National Novel Writing and Podcast Posting Month 2021
Welcome friend to Create Art Podcast where I help you tame your inner critic and create more than we consume. I am Timothy Kimo Brien your thankful head instigator with over 20 years in arts and education. How I accomplish this is by providing you with commentary, interviews, discussions, and projects that will inspire you to create art. This month I will be podcasting daily and writing a novel in 30 days. I am participating in NaPodPoMo and NaNoWriMo again this year as I did last year and you can hear those episodes here. You will be able to listen and read along to what I wrote for the day. I like to practice what I preach when it comes to art so I am challenging myself to write and having you come along for the ride. It is my hope this inspires you to accomplish your goals with your art and if you would like to share what you are doing email me at firstname.lastname@example.org
History of NaNoWriMo and NaPodPoMo
NaNoWriMo: National Novel Writing Month began in 1999 as a daunting but straightforward challenge: to write 50,000 words of a novel in thirty days. Now, each year on November 1, hundreds of thousands of people around the world begin to write, determined to end the month with 50,000 words of a brand new novel. They enter the month as elementary school teachers, mechanics, or stay-at-home parents. They leave novelists.

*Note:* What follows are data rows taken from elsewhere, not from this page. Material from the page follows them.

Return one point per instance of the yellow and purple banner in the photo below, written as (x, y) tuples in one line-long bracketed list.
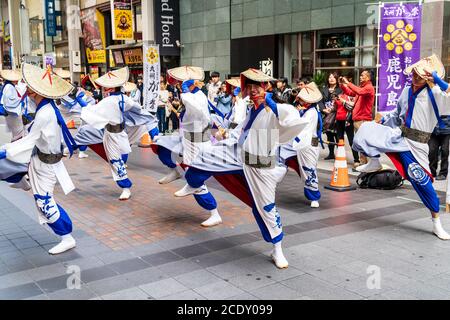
[(400, 29), (122, 19), (94, 35)]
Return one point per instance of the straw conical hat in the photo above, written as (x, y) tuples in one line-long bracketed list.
[(253, 75), (114, 79), (44, 82), (88, 80), (11, 75), (310, 93), (129, 87), (232, 83), (65, 74), (185, 73), (431, 63)]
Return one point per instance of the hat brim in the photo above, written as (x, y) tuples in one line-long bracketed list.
[(114, 79), (129, 87), (185, 73), (310, 94), (44, 83), (11, 75)]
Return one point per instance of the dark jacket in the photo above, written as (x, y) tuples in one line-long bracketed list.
[(446, 129)]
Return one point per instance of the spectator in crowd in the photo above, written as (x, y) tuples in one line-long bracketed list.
[(365, 98), (162, 106), (328, 107), (224, 100), (140, 85), (344, 123), (439, 145), (136, 95), (214, 86)]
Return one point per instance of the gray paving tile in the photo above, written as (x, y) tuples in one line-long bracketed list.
[(163, 288), (109, 285), (20, 292), (191, 251), (129, 265), (95, 274), (146, 276), (161, 258), (127, 294), (197, 278), (218, 290), (275, 291), (179, 267)]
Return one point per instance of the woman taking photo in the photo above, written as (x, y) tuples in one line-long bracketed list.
[(328, 107)]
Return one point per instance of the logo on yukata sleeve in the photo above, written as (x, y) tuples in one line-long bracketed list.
[(272, 209), (417, 174), (119, 165)]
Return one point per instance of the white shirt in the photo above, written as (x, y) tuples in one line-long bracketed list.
[(45, 134), (268, 130), (108, 111), (11, 100), (197, 116)]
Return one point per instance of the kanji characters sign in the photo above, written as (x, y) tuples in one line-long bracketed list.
[(152, 74), (400, 28)]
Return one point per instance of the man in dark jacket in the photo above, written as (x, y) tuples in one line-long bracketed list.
[(439, 143)]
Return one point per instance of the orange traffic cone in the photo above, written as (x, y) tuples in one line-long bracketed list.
[(71, 124), (146, 141), (339, 179)]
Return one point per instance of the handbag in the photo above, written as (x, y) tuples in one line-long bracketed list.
[(381, 180)]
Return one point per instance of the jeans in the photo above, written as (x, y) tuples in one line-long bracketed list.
[(439, 143), (161, 115), (342, 129)]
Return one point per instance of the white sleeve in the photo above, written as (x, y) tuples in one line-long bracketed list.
[(307, 133), (10, 98), (20, 151), (130, 104), (290, 124), (442, 100)]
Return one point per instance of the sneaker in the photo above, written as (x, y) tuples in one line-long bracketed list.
[(172, 176), (188, 190), (67, 243)]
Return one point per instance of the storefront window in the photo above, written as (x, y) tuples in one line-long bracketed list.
[(446, 40), (336, 51)]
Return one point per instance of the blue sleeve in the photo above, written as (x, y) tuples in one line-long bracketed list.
[(186, 85), (439, 82), (272, 104)]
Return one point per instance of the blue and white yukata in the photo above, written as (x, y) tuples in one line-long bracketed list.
[(11, 108), (420, 110), (194, 121), (110, 111), (46, 134), (302, 151), (258, 137)]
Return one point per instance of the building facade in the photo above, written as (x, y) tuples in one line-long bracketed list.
[(301, 37)]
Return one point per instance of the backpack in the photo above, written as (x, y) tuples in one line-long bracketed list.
[(382, 180)]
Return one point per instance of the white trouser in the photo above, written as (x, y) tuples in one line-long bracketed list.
[(263, 184), (308, 159), (15, 126), (116, 145)]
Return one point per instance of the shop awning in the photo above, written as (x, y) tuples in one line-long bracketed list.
[(124, 46)]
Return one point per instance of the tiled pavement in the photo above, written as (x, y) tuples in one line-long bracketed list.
[(153, 247)]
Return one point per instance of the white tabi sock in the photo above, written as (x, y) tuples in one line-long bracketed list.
[(67, 243), (278, 256), (214, 220), (438, 230)]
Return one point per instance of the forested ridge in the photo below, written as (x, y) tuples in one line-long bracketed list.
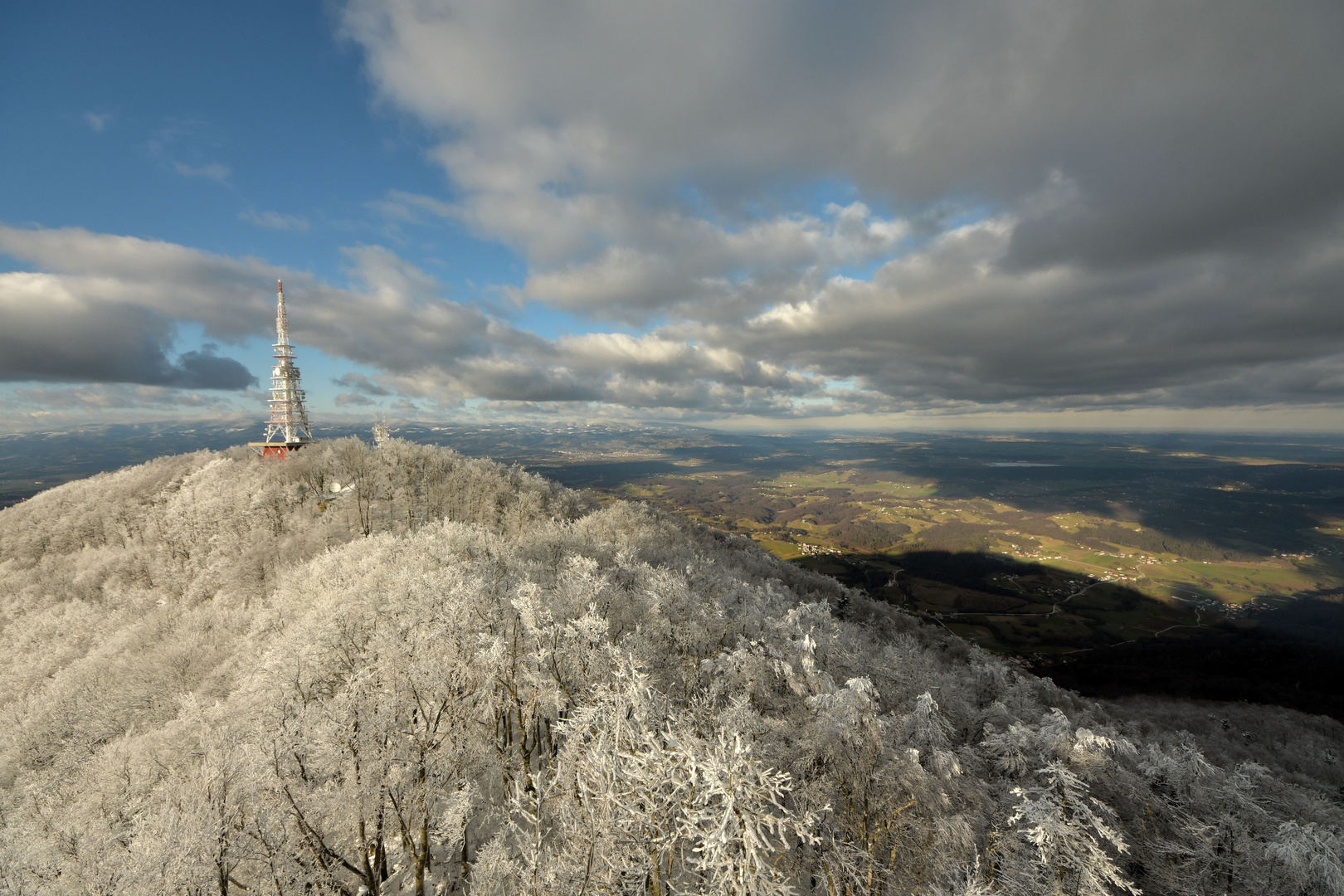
[(405, 670)]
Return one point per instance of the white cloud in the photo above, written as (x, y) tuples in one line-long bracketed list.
[(1152, 193)]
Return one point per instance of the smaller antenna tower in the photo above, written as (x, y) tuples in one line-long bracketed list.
[(382, 436), (286, 430)]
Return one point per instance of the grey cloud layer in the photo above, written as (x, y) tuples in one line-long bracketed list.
[(1047, 204), (1159, 187)]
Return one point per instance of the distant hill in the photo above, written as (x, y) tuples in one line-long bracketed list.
[(409, 670)]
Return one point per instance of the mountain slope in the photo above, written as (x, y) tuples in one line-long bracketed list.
[(397, 670)]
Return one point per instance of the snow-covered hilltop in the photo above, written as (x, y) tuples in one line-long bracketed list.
[(403, 670)]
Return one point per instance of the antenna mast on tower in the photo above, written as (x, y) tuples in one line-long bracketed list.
[(286, 430)]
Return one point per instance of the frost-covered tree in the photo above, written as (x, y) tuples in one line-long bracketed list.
[(407, 670)]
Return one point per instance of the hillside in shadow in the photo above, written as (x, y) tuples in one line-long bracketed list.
[(1110, 641)]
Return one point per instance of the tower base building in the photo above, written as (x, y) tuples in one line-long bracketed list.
[(286, 430)]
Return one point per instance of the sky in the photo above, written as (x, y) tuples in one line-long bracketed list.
[(769, 214)]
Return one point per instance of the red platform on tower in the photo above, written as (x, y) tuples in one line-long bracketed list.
[(286, 430)]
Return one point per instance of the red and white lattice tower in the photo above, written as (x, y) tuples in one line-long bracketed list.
[(286, 430)]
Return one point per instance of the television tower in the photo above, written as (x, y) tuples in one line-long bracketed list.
[(288, 426)]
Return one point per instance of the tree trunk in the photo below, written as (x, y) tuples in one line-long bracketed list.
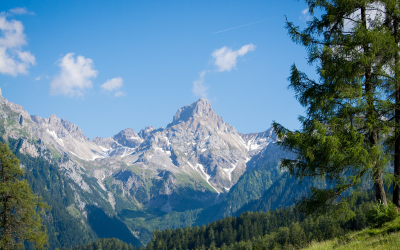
[(373, 133), (396, 182)]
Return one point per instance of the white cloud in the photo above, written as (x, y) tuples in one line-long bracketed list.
[(119, 94), (113, 84), (199, 89), (305, 15), (75, 76), (13, 60), (21, 11), (225, 58)]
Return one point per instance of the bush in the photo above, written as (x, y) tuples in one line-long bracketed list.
[(379, 214)]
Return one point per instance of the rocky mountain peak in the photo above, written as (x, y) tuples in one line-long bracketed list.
[(128, 137), (200, 109), (146, 132)]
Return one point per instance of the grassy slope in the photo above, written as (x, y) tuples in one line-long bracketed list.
[(386, 237)]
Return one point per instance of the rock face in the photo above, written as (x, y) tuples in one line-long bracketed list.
[(185, 166)]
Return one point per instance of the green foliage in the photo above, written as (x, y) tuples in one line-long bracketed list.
[(380, 214), (343, 131), (21, 211), (106, 244), (283, 228)]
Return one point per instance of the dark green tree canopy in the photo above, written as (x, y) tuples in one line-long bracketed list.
[(348, 109), (20, 208)]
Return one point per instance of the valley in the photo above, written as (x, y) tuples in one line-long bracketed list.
[(196, 170)]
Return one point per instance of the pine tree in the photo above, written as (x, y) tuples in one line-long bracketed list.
[(20, 208), (341, 136), (392, 60)]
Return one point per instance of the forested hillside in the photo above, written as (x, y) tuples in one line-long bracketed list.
[(280, 228)]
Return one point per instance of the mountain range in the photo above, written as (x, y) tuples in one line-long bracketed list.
[(197, 169)]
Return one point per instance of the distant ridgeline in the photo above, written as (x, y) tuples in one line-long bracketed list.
[(259, 230), (281, 228), (63, 229)]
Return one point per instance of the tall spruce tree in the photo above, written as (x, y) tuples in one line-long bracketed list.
[(20, 208), (391, 10), (346, 108)]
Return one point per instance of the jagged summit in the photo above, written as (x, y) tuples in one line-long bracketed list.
[(199, 109)]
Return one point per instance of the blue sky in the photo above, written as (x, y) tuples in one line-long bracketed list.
[(107, 66)]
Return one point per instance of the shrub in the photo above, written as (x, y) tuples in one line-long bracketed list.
[(379, 214)]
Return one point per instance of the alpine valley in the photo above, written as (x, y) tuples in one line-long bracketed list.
[(196, 170)]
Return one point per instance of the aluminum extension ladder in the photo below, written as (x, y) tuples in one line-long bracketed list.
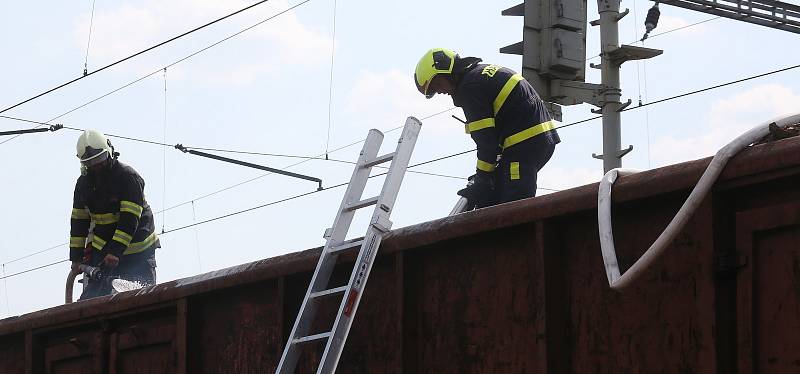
[(335, 244)]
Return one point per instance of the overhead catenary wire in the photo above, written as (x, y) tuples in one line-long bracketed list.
[(445, 111), (135, 81), (330, 86), (86, 74), (666, 32), (432, 115), (88, 42), (164, 156)]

NaPodPoMo: NaPodPoMo* is a month-long event along the same vein as National Novel Writing Month aka NaNoWriMo. The difference? Well, instead of writing a 50,000-word novel, you podcast every day for 30 days from November 1st-30th. Use any platform you desire. From full production studio to iPhone app and just about anything in between. The goal is to use the challenge of podcasting daily as a form of podcasting boot camp.
The Writing So Far
24 Nov 2021 daily count 1702 cumulative count 35272
“Papa didn’t tell us about that, no wonder she seems a bit weird. I can be her friend, I know what it’s like to be the weird one,” said Rachel.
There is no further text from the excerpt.